8 comments to A Stud With No Name

  • eric1973

    Loved Claudell, and R.I.P., and will always also remember him for being very susceptible to the low inside curve, which he had the tendency to swing over, and to miss by a foot.

    And Jorgy’s line was a keeper.

  • RIP. I remember being thrilled with getting him and adding his bat to Hendu, Stearns, Mazz, etc. Alas, it wasn’t to be. I forget why the White Sox essentially dumped him for nothing (no offense Jesse), I guess it was because he was going to be a FA.

    That 1980 Mets team had some intriguing players: the three aforementioned players, Claudell, Jorgensen, Flynn and Taveras. Jeff Reardon, Mookie, Backman, and Hubie Brooks made their debuts. Joe Torre was the manager. They got to within a game of .500 as late as mid-August. Unfortunately, none of the stars where in alignment yet. Along came a five game sweep at the hands of the Phils and they went back to being the Mutts.

  • Ken Samelson

    In the summer of 1980 we found a scrawny gray and white kitten on our block and my father (who up to then had barely tolerated our cats) insisted we add him to the family. He dubbed him Ton-Son-Sen, shortened to “Tonney” (I occasionally called him Claudell) after the Mets’ 4-5-6 hitters Claudell Washington, Steve Henderson, and Mike Jorgensen. My parents and youngest sister moved to Florida shortly after the World Series that year and while our older cat moved there with them, I kept young Tonney with me in NY and he grew up a big Mets fan (I have several photos of him with a Mets ice cream helmet on his head), celebrated 1986, and he lived until 1995.

  • Joe Gulant

    Greg: Your periodic references to the 1980 “Hendu game” always bring back a flood of memories for me. Having been a nine year old kid present at the Big Shea on October 16, 1969 (my second Met game ever, after “Helmet Day” 1968) as “Koosman shut the door,” I must say that the joy felt as Hendu’s home run disappeared over the right-field wall was almost as great a thrill. My friend Cliff and I were at the Hendu game, left early (a rare surrender of arms for us, but it seemed hopeless), and arrived home in time to watch the 9th inning on T.V. It was as if the weight of the Dark Age M. Donald Grant/DeRoulet years had been lifted off of our shoulders with one swing. We should have known better than to leave, because the two of us had attended another exhilarating game earlier that week against the despised Dodgers in which prodigal son Mike Jorgensen won it in the 10th with a LIIIINE DRIIIIVE (as Bob would say) GRAND SLAM into that sliver of right-field Loge on the money side of the foul pole. For one brief, shining moment, the “Magic is Back” appeared to be more statement of fact than hollow, hokey advertising slogan (right up there with “the ’69 Mets belong to a special circle, the Shaeffer Circle”). We were so inspired by Jorgy’s blast, that we actually went to the Outfielder’s Lounge on Astoria Boulevard (owned by erstwhile heros Agee and Jones), to see if we could find Tommy and share the moment (and a Schaeffer) with a living legend. It was late,Tommy wasn’t there, both the bar and its patrons had seen better days, and it was apparent that the group was not basking in the afterglow of what went down a few blocks away. At least we tried. Anyway, we were too heartened by the addition of Claudell, the wishful emergence of Swan as our new Seaver, and an enthusiastic young core of players to be deflated – heck, maybe if we can catch a few breaks, we can make a run with this group! It was not meant to be, but we loved that 1980 team as if they were Champs.
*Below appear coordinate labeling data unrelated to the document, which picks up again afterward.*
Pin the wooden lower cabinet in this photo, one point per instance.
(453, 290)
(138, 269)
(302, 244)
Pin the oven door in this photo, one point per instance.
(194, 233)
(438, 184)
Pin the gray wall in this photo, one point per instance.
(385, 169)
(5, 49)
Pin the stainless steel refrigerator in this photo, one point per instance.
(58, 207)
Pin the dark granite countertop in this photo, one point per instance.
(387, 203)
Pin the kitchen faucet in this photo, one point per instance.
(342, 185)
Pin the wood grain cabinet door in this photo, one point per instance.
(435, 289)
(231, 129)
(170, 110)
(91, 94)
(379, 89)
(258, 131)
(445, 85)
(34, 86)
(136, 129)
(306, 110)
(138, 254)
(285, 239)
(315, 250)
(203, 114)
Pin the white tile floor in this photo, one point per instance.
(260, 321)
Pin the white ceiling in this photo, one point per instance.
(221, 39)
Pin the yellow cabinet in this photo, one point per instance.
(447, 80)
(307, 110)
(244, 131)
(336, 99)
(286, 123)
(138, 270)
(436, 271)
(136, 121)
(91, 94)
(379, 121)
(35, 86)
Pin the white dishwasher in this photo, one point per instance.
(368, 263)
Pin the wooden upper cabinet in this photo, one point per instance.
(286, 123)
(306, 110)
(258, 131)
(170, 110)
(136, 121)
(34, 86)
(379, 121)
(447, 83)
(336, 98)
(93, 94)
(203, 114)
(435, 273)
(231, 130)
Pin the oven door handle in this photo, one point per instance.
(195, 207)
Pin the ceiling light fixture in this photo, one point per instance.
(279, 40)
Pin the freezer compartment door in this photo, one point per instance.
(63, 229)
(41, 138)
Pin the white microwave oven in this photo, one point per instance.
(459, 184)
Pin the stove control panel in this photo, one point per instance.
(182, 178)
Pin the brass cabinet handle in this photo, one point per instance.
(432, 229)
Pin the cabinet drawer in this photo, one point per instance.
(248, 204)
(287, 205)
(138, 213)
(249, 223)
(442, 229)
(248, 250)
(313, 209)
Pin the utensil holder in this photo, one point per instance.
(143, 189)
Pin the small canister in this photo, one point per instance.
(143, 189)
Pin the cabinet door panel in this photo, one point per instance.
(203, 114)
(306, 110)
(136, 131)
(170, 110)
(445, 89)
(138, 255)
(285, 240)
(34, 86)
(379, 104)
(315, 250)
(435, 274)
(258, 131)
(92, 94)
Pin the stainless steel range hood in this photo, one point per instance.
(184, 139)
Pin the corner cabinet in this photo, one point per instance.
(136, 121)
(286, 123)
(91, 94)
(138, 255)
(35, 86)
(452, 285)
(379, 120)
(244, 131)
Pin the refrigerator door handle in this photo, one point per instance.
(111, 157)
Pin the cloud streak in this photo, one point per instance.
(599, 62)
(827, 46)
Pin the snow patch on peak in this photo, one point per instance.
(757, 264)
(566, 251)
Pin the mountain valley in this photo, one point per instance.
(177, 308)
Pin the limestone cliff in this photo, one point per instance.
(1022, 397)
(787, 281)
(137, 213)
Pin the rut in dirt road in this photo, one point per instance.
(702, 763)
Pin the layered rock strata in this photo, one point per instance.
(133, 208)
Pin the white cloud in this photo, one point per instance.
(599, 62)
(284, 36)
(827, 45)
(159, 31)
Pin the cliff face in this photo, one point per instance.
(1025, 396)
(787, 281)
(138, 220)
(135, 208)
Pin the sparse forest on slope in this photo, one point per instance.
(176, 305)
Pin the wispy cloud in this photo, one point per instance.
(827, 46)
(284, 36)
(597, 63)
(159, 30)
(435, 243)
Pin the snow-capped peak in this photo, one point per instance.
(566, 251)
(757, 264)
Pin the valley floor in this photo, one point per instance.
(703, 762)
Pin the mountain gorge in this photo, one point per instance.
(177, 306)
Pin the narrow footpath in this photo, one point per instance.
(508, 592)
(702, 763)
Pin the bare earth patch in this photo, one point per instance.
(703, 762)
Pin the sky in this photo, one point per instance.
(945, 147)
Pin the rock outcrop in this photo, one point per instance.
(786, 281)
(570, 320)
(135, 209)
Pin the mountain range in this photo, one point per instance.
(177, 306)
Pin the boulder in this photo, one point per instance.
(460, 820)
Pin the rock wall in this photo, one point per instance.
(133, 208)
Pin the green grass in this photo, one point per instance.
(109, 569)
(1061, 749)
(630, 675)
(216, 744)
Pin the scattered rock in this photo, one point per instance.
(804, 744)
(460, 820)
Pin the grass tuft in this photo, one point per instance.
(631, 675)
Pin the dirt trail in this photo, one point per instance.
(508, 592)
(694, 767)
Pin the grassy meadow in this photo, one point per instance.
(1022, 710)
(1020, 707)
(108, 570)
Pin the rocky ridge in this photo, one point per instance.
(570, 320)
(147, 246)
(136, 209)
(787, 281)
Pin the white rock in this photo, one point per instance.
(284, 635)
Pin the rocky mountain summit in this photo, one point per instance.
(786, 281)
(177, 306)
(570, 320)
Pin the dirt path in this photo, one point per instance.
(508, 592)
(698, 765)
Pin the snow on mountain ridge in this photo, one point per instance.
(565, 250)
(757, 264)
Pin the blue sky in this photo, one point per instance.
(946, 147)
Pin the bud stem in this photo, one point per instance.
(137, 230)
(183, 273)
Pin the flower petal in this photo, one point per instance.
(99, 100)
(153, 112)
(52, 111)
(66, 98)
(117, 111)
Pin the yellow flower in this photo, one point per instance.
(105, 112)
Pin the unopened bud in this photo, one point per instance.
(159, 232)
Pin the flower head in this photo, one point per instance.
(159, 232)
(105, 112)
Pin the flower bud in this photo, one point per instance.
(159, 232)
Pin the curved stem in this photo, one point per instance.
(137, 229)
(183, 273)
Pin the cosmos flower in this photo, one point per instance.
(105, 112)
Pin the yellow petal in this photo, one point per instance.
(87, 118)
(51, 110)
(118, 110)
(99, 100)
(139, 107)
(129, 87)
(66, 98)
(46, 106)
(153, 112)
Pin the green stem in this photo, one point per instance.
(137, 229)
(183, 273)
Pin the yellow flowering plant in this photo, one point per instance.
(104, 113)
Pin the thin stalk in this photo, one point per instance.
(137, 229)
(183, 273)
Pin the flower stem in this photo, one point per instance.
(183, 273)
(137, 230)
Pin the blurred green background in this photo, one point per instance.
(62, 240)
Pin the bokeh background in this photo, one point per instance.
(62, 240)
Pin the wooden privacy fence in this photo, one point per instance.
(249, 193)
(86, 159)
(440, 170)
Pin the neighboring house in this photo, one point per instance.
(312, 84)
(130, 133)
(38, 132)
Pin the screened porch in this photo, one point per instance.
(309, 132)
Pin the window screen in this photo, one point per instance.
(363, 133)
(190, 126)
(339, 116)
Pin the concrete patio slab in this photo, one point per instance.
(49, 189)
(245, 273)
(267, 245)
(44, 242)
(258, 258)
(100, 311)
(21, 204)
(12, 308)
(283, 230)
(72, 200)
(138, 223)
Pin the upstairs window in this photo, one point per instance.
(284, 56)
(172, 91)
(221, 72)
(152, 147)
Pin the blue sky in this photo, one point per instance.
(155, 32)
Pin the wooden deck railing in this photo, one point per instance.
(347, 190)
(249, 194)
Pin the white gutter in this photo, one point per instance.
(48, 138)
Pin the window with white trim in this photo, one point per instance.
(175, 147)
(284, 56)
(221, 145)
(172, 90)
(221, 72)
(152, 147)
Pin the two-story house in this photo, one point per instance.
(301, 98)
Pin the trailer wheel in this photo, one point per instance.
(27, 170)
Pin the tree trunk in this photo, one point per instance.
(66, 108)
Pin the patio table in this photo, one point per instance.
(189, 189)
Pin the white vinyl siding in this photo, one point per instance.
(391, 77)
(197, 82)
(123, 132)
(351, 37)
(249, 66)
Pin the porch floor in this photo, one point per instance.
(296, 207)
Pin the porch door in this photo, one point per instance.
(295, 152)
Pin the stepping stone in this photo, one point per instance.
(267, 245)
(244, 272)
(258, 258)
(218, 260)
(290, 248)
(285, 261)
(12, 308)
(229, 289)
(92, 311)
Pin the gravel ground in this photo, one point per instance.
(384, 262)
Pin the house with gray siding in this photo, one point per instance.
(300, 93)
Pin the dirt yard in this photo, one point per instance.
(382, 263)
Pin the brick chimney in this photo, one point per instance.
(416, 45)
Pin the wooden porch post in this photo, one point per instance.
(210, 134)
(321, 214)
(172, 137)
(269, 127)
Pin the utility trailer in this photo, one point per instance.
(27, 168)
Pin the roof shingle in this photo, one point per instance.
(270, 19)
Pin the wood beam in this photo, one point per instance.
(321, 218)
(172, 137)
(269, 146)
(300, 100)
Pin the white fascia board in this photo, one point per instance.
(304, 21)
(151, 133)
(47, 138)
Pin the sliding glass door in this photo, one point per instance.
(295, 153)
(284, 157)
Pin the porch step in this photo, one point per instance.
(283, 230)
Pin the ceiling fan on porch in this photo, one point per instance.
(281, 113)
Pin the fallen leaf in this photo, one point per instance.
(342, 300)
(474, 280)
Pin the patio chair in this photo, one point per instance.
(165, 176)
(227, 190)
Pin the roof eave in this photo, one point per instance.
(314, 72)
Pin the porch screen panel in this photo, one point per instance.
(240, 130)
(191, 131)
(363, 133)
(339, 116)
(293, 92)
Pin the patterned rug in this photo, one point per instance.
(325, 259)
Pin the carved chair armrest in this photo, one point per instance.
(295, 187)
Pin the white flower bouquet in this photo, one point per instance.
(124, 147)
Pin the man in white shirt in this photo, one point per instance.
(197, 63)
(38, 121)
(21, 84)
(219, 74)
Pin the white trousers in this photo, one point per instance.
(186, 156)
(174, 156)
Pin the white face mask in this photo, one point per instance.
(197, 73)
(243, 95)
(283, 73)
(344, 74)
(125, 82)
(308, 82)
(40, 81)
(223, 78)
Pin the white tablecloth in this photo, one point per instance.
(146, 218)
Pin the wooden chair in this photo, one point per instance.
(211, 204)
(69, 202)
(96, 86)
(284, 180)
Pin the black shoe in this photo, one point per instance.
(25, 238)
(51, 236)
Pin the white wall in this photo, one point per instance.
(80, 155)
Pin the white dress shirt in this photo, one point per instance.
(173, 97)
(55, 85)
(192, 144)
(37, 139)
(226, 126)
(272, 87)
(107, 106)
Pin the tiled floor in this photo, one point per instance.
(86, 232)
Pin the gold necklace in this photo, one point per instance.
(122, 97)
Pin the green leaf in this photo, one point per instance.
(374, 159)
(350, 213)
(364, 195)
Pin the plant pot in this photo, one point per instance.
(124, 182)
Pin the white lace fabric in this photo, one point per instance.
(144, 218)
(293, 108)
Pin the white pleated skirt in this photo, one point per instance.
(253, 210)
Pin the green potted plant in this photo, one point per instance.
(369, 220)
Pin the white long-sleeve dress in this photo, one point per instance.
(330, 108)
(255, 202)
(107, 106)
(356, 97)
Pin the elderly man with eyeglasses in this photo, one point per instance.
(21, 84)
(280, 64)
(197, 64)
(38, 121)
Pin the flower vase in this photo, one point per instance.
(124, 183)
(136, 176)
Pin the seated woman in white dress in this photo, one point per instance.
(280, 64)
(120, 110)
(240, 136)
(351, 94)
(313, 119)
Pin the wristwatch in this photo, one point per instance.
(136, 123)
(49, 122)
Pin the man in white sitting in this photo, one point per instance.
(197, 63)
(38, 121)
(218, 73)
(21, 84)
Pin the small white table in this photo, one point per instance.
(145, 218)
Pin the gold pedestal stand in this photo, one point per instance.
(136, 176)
    • The excursion to the OL (as if anybody actually called it that) is a beautiful Metsian touch. Sorry Tommie wasn’t there and that the clientele wasn’t chanting on behalf of Jorgy.

  • open the gates

    The funny thing is, when I think of my personal memories of that season, I always remember the Claudell three-homer game more than the Hendu game. I was a ninth grader that year, and the Henderson game came right in the middle of my first encounter with the dreaded Regents exams. The Claudell game was after finals were over, and I actually recall wondering who the heck this guy was who had just hit 3 homers for the Mets. In retrospect, I think if they had been able to hold on to him, the Mets may have turned things around a little more quickly – I guess we’ll never know. Sad to hear about his passing.